I'm not going out to buy an 87 jersey, but I can appreciate the fact that he will do whatever the hell he wants without apology, and essentially tell everyone else to buzz off.
Bruce Bennett/Getty Images
When you aren't hearing "good news" from Gary Bettman these days about cancellations and general pessimism, you'll be getting smug quotes from deputy commissioner Bill Daly.
Daly is Bettman's partner in almost every sense of the word, and wears the crown of Executive Vice President and Chief Legal Officer for the NHL.
It may not shock you to know that Daly was also Ivy League-educated and attended the same law school (New York University) as his partner in cr.....er, hockey.
Also "shocking" is that Daly has no connection with the NHL. His only experience with sports is working on anti-trust litigation and labor issues in sports, specifically the NFL and NBA.
I'm not saying that the guy isn't qualified for his job, but it's very telling when the top two officers of a league have no prior connection to said league.
I don't want my commissioner or league executives to be fanboys, but is there no one else out there qualified to do these jobs that might have any prior connection to the NHL?
They might actually care if there is a season or not.
Though Mike Milbury is in the center of one of my favorite video clips, he seems to want to be the American Don Cherry.
Milbury also subscribes to the "if I talk louder than you, I will sound like I'm right" theory of argument, and will engage as many people on air as possible just to be controversial.
Milbury is hit-or-miss in my book.
I appreciate the mindset of anyone willing to beat someone with their own shoe, but Milbury often comes off like a loudmouth blowhard.
I do love that he calls Pierre McGuire a "soccer mom".
Barry Melrose is the current face/mouthpiece for the NHL on ESPN right now.
How he managed to garner such a choice gig at the worldwide leader in sports is beyond me.
Melrose's resume looks like this: 300 NHL games, 33 points and 728 penalty minutes.

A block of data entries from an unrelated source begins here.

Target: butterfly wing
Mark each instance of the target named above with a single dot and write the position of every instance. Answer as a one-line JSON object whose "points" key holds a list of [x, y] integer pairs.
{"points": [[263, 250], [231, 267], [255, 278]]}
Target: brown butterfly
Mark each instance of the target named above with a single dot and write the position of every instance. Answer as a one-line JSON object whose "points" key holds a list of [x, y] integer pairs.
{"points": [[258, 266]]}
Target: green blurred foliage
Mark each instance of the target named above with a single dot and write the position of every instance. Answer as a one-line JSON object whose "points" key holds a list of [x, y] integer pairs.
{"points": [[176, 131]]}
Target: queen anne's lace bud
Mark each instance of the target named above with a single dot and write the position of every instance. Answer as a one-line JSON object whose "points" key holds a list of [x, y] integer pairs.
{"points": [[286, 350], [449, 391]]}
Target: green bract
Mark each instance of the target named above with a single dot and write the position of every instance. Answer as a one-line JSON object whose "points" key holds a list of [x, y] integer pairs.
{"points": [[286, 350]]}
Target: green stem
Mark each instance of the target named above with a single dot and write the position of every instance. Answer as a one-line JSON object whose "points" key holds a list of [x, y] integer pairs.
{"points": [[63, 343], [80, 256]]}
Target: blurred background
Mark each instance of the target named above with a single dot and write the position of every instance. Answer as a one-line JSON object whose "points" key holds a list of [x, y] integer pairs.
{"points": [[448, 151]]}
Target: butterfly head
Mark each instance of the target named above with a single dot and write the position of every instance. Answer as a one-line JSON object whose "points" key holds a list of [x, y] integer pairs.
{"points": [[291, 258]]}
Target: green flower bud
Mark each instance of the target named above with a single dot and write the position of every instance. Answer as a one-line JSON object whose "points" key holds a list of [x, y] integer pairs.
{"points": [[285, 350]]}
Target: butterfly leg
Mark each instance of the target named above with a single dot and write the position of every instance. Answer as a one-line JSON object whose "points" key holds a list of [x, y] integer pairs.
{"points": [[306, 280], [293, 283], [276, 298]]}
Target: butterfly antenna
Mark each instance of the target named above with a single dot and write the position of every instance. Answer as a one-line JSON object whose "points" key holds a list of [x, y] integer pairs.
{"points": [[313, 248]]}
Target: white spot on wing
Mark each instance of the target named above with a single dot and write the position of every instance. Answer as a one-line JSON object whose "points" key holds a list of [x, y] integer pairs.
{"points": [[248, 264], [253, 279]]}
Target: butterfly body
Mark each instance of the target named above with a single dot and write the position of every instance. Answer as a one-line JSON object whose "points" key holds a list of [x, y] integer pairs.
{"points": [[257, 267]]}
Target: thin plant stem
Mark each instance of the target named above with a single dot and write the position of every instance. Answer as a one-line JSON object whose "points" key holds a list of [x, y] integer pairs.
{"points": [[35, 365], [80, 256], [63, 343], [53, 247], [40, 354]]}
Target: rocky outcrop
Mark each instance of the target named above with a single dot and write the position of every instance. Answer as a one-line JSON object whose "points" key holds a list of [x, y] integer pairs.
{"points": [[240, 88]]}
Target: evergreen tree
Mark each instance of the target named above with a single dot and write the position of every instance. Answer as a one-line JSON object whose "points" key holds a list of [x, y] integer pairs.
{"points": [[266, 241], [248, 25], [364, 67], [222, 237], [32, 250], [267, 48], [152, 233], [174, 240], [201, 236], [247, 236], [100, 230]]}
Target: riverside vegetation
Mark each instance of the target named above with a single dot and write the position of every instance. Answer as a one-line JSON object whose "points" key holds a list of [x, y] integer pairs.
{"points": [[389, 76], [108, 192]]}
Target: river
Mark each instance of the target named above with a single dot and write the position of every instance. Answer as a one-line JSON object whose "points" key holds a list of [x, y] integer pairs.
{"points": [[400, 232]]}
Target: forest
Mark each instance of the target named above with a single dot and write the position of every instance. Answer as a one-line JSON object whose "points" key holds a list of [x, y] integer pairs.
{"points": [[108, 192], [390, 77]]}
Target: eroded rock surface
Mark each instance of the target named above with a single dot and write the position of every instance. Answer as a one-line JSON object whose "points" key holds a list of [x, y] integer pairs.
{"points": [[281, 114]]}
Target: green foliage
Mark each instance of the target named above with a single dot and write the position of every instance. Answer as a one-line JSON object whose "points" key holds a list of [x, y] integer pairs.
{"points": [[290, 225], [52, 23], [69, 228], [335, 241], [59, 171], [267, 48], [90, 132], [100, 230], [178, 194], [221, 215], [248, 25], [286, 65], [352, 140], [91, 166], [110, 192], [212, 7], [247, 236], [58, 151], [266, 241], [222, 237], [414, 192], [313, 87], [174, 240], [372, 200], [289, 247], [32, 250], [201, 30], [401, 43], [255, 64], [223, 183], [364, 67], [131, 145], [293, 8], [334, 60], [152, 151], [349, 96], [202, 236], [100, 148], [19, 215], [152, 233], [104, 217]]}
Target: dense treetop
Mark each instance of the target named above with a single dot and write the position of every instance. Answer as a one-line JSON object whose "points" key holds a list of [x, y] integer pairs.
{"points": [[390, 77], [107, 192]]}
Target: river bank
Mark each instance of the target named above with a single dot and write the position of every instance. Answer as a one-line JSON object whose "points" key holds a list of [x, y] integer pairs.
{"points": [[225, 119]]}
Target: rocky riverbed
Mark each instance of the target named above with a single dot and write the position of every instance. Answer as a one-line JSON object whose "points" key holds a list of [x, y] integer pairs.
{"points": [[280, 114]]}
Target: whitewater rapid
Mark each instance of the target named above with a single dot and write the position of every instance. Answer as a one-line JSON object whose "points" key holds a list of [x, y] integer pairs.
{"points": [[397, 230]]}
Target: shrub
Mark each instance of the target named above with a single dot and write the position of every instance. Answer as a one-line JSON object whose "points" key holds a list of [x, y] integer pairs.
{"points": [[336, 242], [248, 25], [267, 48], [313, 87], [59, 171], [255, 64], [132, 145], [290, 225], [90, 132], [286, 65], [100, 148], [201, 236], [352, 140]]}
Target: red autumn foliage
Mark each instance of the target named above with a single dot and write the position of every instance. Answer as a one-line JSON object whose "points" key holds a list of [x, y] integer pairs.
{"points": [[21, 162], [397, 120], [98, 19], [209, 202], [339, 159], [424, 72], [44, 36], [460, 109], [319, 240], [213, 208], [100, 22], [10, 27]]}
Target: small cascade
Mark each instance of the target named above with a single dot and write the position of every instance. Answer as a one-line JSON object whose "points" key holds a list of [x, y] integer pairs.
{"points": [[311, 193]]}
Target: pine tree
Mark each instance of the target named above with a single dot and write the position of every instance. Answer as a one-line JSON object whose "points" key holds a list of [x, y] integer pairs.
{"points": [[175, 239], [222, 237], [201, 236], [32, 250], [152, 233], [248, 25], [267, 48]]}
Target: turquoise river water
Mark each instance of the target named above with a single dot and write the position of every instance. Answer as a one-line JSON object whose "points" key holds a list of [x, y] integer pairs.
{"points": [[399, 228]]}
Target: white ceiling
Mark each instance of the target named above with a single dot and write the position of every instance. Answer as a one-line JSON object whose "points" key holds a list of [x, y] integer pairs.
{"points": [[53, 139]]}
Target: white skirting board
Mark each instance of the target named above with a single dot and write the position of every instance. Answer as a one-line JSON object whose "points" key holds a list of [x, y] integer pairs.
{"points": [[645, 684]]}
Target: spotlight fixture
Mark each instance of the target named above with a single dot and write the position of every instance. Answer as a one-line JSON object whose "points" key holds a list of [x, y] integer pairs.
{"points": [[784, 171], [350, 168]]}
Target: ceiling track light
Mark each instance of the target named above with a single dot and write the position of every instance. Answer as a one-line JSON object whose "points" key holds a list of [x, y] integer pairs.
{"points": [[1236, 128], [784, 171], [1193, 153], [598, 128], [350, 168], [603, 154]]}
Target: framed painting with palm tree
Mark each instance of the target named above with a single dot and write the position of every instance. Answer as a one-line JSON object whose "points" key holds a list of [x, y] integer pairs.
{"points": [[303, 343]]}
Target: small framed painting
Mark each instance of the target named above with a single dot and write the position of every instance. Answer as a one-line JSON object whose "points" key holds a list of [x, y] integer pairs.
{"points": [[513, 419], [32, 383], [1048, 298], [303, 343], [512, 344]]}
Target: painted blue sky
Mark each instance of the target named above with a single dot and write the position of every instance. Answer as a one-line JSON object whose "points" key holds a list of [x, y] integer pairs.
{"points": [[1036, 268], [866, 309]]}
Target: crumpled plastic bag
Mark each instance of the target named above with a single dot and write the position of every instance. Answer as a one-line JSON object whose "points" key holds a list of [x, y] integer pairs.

The coaching record is this: 225 games coach and 84 wins. That's a .373 winning percentage.
He's a pundit, for sure.
Melrose's claim to fame is his mullet, and the coincidence that he happened to be coaching the Los Angeles Kings when Wayne Gretzky carried them to the Stanley Cup Final in 1993.
His true value to the NHL community is reflected by the fact that the one job offer to coach since he was canned in 1995 was from a desperate Tampa Bay franchise.
That job lasted for about 10 minutes before he was invited to leave.
The clip above shows Melrose's classy parting shots to the Tampa Bay organization.
I'll apologize in advance for the rant, but this lockout is a direct result of NHL mismanagement from the owners.
While it's easy to say that the employees need to make concessions and have to know their role in the machine, the owners were the ones putting out the ridiculous salaries that they so desperately want to roll back.
Shame on them for not running their businesses better, for allowing the collective bargaining agreement to run out on them.
Shame on them for absolutely NO SENSE OF URGENCY to resolve this.
Yesterday's NHL headline: Islanders to play at Barclay's Center in Brooklyn.
OK, no offense Brooklyn, New York or any Islander fans, but that means absolutely nothing without a labor deal between ownership and the NHLPA.
Sure, Islander fans should be pumped about upgrading their facility by around 439 percent, but is that what the NHL should be trumpeting right now?
Clearly this group of people didn't make their money running their NHL franchise, so how about applying some of that business sense to your hockey team?